Peter Hargreaves, chief executive of the UK’s largest retail financial adviser network, last week told Today, the BBC’s flagship morning radio news programme, that many of Hargreaves Lansdown’s clients had already been piling into corporate credit – and shunning equities.
It is a message that has been increasingly repeated in the UK’s personal finance pages of recent weeks and fits with the consensus among finance professionals globally that in a long and deep recession, or even just an extended period of low growth, corporate profits and therefore stock dividends are likely to disappoint.
If it was credit that got us into this mess it will have to be credit that leads us out – or that at least will have to stabilise first.
But, in the old tradition of the City of London, if retail investors have picked up the scent, does that mean the killing has long been made and only carion scraps remain? For once, the answer looks like ‘No’.
First off, it is not so clear cut whether retail investors are piling in. Europeans, who have long been bigger fans of corporate debt than their UK cousins, were expressing deep revulsion through the final three months of last year, according to Tuesday’s data from the European Fund and Asset Management Association.

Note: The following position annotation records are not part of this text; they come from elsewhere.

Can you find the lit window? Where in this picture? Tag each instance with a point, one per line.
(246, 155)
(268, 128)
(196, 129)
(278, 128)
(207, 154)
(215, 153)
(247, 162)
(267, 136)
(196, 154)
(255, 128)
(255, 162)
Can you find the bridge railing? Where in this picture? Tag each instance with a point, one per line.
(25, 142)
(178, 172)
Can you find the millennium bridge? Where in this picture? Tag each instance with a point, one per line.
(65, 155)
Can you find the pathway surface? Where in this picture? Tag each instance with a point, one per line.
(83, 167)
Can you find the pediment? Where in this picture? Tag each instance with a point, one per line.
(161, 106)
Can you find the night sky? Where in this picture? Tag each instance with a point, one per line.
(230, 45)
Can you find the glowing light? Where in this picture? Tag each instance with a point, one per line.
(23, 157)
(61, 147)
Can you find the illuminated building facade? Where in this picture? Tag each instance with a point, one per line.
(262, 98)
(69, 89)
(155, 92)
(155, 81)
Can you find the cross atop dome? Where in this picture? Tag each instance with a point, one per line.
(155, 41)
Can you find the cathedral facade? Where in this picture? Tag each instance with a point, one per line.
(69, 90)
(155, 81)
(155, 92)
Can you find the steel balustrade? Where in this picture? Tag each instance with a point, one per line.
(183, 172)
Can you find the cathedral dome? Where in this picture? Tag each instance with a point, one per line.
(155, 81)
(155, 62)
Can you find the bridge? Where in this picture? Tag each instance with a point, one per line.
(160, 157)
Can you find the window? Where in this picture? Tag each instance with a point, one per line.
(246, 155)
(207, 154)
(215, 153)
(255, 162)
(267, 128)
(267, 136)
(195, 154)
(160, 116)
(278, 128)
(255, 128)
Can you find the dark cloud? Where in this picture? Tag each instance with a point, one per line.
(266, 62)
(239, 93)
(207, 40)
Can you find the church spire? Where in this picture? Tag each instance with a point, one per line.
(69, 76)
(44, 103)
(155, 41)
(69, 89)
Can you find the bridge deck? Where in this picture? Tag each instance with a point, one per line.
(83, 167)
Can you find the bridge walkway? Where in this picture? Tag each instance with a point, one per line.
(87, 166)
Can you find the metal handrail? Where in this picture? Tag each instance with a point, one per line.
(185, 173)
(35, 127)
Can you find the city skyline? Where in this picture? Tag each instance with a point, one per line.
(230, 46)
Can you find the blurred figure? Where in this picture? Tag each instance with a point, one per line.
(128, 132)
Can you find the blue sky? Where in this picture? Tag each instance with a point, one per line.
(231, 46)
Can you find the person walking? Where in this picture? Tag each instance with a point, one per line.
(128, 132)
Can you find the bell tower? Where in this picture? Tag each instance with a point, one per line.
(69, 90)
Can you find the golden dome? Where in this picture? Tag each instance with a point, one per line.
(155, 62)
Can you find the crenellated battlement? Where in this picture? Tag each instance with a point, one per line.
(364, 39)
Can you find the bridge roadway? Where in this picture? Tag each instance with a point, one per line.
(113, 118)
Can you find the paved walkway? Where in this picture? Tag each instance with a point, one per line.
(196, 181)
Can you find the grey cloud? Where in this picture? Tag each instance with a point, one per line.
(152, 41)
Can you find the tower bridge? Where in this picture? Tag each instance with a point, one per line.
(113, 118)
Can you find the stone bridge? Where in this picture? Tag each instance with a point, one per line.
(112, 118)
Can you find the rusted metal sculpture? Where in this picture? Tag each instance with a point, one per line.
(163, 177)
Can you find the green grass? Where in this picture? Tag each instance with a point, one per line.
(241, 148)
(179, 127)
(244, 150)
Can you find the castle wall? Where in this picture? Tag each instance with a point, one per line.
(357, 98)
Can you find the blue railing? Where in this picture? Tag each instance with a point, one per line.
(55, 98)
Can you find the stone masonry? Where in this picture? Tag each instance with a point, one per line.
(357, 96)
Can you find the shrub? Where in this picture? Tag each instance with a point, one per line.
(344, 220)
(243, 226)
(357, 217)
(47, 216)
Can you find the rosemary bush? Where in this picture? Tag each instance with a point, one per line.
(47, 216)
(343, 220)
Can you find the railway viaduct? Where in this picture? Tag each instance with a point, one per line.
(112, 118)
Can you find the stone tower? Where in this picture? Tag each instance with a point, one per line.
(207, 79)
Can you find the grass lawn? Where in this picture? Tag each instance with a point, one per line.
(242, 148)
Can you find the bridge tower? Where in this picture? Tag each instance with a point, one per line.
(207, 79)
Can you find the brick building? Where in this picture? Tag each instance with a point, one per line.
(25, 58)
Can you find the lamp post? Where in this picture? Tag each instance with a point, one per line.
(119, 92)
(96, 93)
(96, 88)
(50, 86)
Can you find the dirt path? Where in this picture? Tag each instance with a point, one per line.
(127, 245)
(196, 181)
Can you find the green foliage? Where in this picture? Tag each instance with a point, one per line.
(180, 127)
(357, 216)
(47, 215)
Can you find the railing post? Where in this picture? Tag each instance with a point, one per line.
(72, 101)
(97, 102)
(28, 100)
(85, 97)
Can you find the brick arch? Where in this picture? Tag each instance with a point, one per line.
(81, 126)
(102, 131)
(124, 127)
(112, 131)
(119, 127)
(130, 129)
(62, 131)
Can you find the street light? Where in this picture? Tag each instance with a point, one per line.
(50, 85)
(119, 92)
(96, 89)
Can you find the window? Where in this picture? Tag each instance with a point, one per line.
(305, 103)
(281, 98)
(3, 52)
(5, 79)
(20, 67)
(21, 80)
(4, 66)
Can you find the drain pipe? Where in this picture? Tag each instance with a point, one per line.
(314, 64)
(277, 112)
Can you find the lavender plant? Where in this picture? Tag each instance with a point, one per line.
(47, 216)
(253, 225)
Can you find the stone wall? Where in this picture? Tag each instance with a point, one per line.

These retail investors pulled €69bn ($86.8bn) out of bond funds in the third quarter and €174bn over the full year, which compares with equity fund withdrawals of €27bn and €162bn, respectively.
However, some anecdotal evidence suggests that while funds have suffered, individual companies have gained.
Bankers at Royal Bank of Scotland said they saw the biggest ever order book for a euro bond sale last week when they got €16bn of demand for a Siemens deal that raised €4bn in two tranches.
According to one banker involved, 10-15 per cent of the orders were from equity accounts, private bank network accounts and other retail accounts. Being a strong name in Germany and having ticket sizes as low as €1,000 helped attract this crowd.
“When a trade idea turns up in your weekend paper that normally means it’s over and done with,” says one banker involved in the bond sale. “But this time I would say that it is not yet, corporate credit has a good way to go. Demand for new bonds is as good as we’ve ever seen it.”
Whether or not retail investors are getting involved, the professional institutions do not seem to be rushing in – at least not at the expense of equities.
“In terms of observed equity investor behaviour, it’s fair to say that we’ve seen very few crossover buyers of high grade bonds to date,” says Steve Dulake, European credit strategist at JPMorgan. “Our sense, at least based on our conversations with this community, is that high-grade bond implied rates of return are too low.”
In mid-November, it was easy to find quite a broad selection of high-quality credits that had been beaten up by forced selling.
But now, even the simplistic apparent better value of current corporate bond yields versus implied dividend yields might only reflect a premium for the lack of liquidity in bond markets, Mr Dulake says.
“The yield advantage which corporate bonds appear to offer over stocks is very consistent with our estimate of the market liquidity premium; as we’ve said before, this is arguably a function of a lack of available funding,” he says.
Beyond relative value, investors also have to take into account their view of the likely path of interest rates and inflation. A long period of deflation favours bond investments, whereas a risk of high or hyper-inflation as a result of central bank money printing would favour equities.
Morgan Stanley analysts in a cross asset-class assessment this week say their base case is for a temporary spell of deflation. “Massive global policy stimulus will prevent a sustained deflationary spiral; a temporary deflation scare gives way to a return to moderate inflation in 2010,” they reckon, although they think inflation will be more volatile.
This view indicates to them that investors should prefer cash to equities, while they also recommend being over-weight in investment grade corporate bonds with a bias towards defensive sectors.
But would it make any difference to credit markets if equity investors were moving into corporate bonds? There is an argument that, just as with the capital structure of a company, the world’s debt markets greatly exceed the size of its equity markets – and equity investors are never going to sell all their holdings.
But Jeff Amato, credit strategist at Goldman Sachs in London, argues that if equity investors are entering the credit markets they could make a difference. “Any decent sized marginal buyer coming into the market ought to have an impact on spreads.”